Treasury yields also climbed, signaling that investors are feeling calmer about the economy after a report showed fewer US workers applied for unemployment benefits last week. The number was better than economists expected.
So far, the S&P 500 is still down nearly 10% from its all-time high set last month. Such drops are regular occurrences on Wall Street, and "corrections" of 10% happen roughly every year or two. After Thursday's jump, the index is within about 6% of its record.

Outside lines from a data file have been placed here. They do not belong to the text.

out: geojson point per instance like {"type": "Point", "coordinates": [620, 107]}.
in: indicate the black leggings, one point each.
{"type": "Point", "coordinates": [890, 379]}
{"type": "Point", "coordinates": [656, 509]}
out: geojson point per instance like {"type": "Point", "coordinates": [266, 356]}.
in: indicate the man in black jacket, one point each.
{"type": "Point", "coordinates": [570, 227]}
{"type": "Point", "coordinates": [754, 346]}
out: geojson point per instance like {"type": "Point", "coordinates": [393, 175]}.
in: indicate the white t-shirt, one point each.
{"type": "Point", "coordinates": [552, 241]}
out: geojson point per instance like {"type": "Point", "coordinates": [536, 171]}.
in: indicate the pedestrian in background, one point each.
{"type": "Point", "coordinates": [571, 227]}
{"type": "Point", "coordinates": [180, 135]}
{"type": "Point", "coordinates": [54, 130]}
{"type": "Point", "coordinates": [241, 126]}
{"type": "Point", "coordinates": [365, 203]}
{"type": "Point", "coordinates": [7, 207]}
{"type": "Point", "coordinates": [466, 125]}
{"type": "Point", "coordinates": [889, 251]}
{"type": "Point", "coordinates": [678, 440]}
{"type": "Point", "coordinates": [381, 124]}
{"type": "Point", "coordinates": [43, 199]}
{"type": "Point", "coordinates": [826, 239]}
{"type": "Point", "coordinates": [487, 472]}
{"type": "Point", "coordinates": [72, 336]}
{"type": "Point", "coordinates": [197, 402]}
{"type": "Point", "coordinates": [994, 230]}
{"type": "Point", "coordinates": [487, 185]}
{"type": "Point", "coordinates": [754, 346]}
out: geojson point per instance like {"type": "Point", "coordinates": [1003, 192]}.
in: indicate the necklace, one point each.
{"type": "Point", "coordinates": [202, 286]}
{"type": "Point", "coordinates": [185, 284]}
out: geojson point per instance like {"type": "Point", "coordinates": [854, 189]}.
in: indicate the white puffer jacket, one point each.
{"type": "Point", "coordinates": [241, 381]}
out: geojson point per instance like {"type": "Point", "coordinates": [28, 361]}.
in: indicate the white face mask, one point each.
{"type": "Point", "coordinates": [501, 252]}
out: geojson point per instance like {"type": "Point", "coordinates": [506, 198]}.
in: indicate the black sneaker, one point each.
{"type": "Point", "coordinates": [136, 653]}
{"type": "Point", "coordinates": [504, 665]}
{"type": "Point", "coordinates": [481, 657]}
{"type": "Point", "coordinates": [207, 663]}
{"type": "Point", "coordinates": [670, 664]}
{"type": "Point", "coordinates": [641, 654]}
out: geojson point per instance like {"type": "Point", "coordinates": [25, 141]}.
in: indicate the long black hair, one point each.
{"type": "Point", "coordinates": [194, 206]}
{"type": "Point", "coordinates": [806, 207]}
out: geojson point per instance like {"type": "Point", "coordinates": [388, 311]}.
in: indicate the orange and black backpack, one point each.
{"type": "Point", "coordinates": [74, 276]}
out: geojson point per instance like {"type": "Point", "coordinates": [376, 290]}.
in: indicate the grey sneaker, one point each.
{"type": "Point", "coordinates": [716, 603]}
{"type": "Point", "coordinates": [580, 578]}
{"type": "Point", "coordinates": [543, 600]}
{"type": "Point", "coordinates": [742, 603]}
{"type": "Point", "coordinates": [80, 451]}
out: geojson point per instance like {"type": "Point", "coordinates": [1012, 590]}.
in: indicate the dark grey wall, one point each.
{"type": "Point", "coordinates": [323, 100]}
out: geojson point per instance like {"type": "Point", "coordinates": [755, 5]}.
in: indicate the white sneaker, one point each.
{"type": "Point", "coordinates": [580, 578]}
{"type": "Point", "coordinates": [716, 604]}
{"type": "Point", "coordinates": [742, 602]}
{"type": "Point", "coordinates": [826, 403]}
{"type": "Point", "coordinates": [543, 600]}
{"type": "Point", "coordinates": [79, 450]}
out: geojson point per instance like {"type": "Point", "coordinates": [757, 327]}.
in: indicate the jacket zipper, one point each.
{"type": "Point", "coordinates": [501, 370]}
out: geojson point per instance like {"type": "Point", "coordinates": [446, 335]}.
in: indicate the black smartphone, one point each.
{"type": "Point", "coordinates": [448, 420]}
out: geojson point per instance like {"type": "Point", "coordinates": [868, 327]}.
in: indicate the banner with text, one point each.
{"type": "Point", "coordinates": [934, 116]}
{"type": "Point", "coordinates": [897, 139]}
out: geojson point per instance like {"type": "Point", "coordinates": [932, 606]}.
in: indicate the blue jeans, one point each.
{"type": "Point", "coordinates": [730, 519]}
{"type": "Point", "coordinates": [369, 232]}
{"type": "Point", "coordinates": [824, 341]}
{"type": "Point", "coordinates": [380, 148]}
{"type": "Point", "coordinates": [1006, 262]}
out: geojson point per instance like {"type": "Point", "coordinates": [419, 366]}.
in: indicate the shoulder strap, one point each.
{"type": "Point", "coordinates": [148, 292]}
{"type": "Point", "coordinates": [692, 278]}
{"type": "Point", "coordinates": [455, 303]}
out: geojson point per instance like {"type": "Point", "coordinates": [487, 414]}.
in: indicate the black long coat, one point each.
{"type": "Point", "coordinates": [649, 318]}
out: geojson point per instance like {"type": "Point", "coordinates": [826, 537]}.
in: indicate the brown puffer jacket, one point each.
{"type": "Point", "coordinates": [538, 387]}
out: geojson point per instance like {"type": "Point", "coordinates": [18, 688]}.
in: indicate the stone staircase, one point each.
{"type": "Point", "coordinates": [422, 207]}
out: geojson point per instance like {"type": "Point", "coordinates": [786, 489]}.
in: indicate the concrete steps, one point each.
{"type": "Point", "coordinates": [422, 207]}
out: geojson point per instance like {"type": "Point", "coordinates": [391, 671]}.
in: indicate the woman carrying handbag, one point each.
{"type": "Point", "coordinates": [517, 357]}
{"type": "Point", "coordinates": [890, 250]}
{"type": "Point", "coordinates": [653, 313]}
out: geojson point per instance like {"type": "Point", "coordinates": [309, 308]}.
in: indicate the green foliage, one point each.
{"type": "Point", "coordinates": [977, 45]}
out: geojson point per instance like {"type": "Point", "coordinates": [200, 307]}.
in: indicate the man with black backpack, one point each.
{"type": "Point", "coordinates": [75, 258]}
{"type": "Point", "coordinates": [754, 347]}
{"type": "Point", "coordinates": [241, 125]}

Still, the market's swings look more like a "positioning-driven crash" caused by too many investors piling into similar trades and then exiting them together, rather than the start of a long-term downward market caused by a recession, according to strategists at BNP Paribas.
They say it looks more similar to the "flash crash" of 2010 than the 2008 global financial crisis or the 2020 recession caused by the pandemic.
In the meantime, big US companies continue to turn in profit reports for the spring that are mostly better than analysts expected.
Eli Lilly jumped 9.5% to help lead the market after it delivered stronger profit and revenue than Wall Street had forecast. Sales of its Mounjaro diabetes treatment and its Zepbound weight-loss counterpart are booming, and the company raised its financial forecast for the year.
In the bond market, the yield on the 10-year Treasury rose to 3.99% from 3.95% late Wednesday.
In energy trading, benchmark US crude added 1 cents to $76.20 a barrel. Brent crude, the international standard, fell 7 cents to $79.09 a barrel.